Making Short-Form Videos Accessible with Hierarchical Video Summaries
Tess Van Daele, Akhil Iyer, Yuning Zhang, Jalyn C. Derry, Mina Huh, Amy Pavel
TL;DR
This paper tackles the BLV accessibility gap in short-form videos by introducing ShortScribe, a system that generates hierarchical video descriptions through a multi-modal pipeline (ASR, OCR, BLIP-2, CLIP, GPT-4). It provides three levels of descriptions (short, long, and shot-by-shot) plus on-screen text, enabling BLV users to quickly skim content and progressively access details. A formative study informs design and confirms a need for on-demand, non-time-aligned descriptions tailored to fast-scrolling feeds, while a within-subject user study with 10 BLV participants shows significant gains in video comprehension and accuracy when using ShortScribe versus a baseline. The work demonstrates the feasibility and utility of hierarchical, AI-generated descriptions for short-form video accessibility and discusses platform-level recommendations and future work to extend to other video formats and domains.
Abstract
Short videos on platforms such as TikTok, Instagram Reels, and YouTube Shorts (i.e. short-form videos) have become a primary source of information and entertainment.
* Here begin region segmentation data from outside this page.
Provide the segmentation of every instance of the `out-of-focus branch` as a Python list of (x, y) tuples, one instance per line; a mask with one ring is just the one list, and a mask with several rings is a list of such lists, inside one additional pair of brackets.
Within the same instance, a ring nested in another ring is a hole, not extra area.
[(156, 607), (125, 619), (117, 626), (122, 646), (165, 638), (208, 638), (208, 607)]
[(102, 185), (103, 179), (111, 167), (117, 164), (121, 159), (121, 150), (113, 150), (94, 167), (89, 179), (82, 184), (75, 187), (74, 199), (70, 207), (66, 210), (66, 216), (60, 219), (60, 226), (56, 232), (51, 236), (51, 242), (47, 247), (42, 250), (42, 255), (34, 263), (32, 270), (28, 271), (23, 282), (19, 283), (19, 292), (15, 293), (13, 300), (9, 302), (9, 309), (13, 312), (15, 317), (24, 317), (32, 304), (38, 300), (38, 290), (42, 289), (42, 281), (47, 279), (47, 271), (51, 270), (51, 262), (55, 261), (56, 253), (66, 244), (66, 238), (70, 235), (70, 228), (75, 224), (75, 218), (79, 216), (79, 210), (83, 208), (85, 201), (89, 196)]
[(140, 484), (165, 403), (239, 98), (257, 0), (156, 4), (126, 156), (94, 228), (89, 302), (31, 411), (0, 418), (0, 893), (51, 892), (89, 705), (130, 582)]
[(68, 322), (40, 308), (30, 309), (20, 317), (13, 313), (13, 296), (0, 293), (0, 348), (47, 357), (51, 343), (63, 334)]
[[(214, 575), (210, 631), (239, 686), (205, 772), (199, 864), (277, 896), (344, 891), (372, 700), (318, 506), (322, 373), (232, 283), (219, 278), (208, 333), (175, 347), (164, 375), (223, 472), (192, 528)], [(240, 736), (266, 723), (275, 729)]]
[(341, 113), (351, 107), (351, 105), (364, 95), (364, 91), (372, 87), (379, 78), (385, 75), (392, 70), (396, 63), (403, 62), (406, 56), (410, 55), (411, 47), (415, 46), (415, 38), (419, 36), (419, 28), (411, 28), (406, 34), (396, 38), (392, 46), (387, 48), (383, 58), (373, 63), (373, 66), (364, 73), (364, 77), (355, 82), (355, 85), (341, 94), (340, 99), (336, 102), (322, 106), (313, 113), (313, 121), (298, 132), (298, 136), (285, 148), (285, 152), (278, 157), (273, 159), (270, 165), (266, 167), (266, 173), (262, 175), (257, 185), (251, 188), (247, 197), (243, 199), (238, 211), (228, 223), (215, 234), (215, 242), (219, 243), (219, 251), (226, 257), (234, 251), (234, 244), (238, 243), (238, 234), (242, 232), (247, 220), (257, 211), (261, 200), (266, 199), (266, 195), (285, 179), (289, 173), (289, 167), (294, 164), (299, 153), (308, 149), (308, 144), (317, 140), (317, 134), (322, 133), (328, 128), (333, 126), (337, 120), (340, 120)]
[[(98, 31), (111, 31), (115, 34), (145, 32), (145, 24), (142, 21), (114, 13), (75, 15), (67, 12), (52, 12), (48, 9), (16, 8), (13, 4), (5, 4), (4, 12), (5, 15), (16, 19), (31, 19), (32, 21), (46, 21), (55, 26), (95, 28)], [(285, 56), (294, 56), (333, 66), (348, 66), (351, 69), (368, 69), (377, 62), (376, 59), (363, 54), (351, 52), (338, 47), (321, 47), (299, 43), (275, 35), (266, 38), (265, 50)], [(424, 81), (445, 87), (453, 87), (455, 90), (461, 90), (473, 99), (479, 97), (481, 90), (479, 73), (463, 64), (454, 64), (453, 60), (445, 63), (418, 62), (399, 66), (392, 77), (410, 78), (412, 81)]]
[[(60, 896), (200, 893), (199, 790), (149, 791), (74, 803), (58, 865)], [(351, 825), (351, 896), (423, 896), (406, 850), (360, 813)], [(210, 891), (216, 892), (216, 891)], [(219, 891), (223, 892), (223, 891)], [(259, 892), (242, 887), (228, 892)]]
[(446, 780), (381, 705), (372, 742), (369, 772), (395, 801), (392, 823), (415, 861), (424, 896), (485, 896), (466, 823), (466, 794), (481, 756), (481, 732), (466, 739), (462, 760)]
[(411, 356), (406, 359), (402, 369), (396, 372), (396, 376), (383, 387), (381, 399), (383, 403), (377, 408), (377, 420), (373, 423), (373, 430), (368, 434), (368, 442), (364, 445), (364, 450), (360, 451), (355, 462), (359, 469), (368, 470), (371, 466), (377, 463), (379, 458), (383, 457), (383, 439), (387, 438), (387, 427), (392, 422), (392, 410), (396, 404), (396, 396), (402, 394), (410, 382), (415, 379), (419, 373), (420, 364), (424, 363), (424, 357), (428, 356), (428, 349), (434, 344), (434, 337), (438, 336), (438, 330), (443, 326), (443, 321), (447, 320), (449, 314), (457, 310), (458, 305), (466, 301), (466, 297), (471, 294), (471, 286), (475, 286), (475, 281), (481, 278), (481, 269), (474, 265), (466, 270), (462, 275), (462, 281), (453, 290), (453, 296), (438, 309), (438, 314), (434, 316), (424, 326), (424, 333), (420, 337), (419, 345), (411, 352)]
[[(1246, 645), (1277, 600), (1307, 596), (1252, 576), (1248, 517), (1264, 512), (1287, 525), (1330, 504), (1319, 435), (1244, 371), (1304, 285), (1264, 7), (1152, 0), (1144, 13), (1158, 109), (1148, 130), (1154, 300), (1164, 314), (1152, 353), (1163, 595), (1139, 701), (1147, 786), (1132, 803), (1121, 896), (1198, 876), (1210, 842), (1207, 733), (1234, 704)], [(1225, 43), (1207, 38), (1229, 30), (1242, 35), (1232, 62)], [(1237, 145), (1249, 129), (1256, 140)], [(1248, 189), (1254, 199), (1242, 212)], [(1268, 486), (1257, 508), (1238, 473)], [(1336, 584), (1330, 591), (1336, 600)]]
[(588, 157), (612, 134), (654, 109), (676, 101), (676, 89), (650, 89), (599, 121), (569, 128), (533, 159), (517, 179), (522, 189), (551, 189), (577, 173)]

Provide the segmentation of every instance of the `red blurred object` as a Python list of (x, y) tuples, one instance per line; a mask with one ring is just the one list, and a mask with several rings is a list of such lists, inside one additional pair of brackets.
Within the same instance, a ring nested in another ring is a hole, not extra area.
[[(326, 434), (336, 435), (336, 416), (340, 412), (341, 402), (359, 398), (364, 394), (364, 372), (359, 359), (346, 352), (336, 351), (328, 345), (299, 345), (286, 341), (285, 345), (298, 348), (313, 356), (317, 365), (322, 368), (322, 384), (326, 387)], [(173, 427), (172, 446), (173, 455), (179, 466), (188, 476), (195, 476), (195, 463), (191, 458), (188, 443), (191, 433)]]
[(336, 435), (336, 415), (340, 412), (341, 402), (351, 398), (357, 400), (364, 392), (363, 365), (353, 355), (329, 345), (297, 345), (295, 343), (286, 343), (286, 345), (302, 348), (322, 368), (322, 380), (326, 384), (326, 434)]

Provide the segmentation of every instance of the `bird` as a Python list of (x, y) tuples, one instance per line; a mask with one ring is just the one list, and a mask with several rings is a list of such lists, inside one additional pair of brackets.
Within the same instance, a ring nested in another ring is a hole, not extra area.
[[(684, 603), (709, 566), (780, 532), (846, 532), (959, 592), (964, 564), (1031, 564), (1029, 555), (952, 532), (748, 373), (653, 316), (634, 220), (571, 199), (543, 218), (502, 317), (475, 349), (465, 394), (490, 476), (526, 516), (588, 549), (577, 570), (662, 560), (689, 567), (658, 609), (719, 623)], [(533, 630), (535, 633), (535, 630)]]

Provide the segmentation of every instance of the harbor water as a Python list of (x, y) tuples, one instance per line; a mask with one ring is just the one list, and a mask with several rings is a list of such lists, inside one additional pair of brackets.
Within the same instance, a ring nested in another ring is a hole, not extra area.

Many short-form videos are inaccessible to blind and low vision (BLV) viewers due to their rapid visual changes, on-screen text, and music or meme-audio overlays. In our formative study, 7 BLV viewers who regularly watched short-form videos reported frequently skipping such inaccessible content. We present ShortScribe, a system that provides hierarchical visual summaries of short-form videos at three levels of detail to support BLV viewers in selecting and understanding short-form videos. ShortScribe allows BLV users to navigate between video descriptions based on their level of interest. To evaluate ShortScribe, we assessed description accuracy and conducted a user study with 10 BLV participants comparing ShortScribe to a baseline interface. When using ShortScribe, participants reported higher comprehension and provided more accurate summaries of video content.